My prayers (and Louisa's) were answered. There were so few "ugly" hamantashen, that it was hard to decide which ones to allow the kids to eat (because of course we had to save the nicest looking ones to bring to the friends who had invited us for Shabbat).


Feast your eyes on that. Okay, the shiksa baker would not be impressed, I know. But all I can say is, there are hardly any left here and it's not even Purim yet. Success.

Shabbat Shalom and Happy Purim!

Wednesday, March 12, 2014

Springtime is For Writers

Yesterday, March made me feel like a new person, like anything was possible, even blogging again. It was sunny and reached 60 degrees in New York yesterday, and best of all, it was light out when I went to pick up Ruby and her friend from their after school class across town. The light and the warmth. How do we live without them all winter?

The short reason why I've not posted anything here since February is that I've been busy. (I mean, who hasn't?) I have limited writing time each day and I've been working on fiction projects: things that take more time than dashing off a blog post. These types of projects take a long time, requiring planning, thinking, editing, writing, more writing, and then changing.

Writing a blog post is to writing a novel (or a play, or even a good short story) like fixing a piece of toast is to making family dinners for a year.

VS


x365

I've never done anything that takes as much self-drive as working on long projects that may or may not ever be seen by anyone but my writing buddies. And I have nothing but admiration for people who write and produce all the time.

One of my writing partners just dashed off a draft of a novel since last summer. A really fun, entertaining, complete novel. My admiration for her is unbounded. Even if that novel never makes it to Amazon (which I hope and expect it will), she seriously rocks.

For me, it's more like fits and starts. I have handfuls of half-finished projects spinning around, and when the time is right I come back to something and can't put it away for a while. I wish I was better at finishing things.

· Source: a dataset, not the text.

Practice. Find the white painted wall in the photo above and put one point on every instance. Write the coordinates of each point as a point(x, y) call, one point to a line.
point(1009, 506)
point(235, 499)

It's been a surprise to me to see that my daughter has caught the writing bug. She takes a creative writing class that she loves, and can be found at odd moments typing away. The trouble now is that she wants to know what I'm writing, always. And I'm not about to show her. Yes, I know, terribly unfair. I find myself shielding my screen from her prying eyes. Maybe one day, long into the future...

Sending you writers, scribbling away somewhere because you must, sweet spring vibes.


Wednesday, February 26, 2014

Disney Digest


We survived. Four days of queuing, strategizing, fast-passing, running, waiting, laughing, eating frozen chocolate-covered bananas on sticks, getting insanely ill after a dastardly space flight simulator, and dinner reservations for 17 people (2 high chairs).


Bananas, I know.


By the second day, Louisa and I needed a different game plan. So we fast-passed the character rides and rode the steam train around the Magic Kingdom, with the old folks. Orly was kind enough to ride Dumbo with us, a second time. 


Best hour of the trip.



The reward for our dedication? Sunny weather in the 80s, and a weekend in South Beach. 


It's okay, we're back in freezing NYC, now.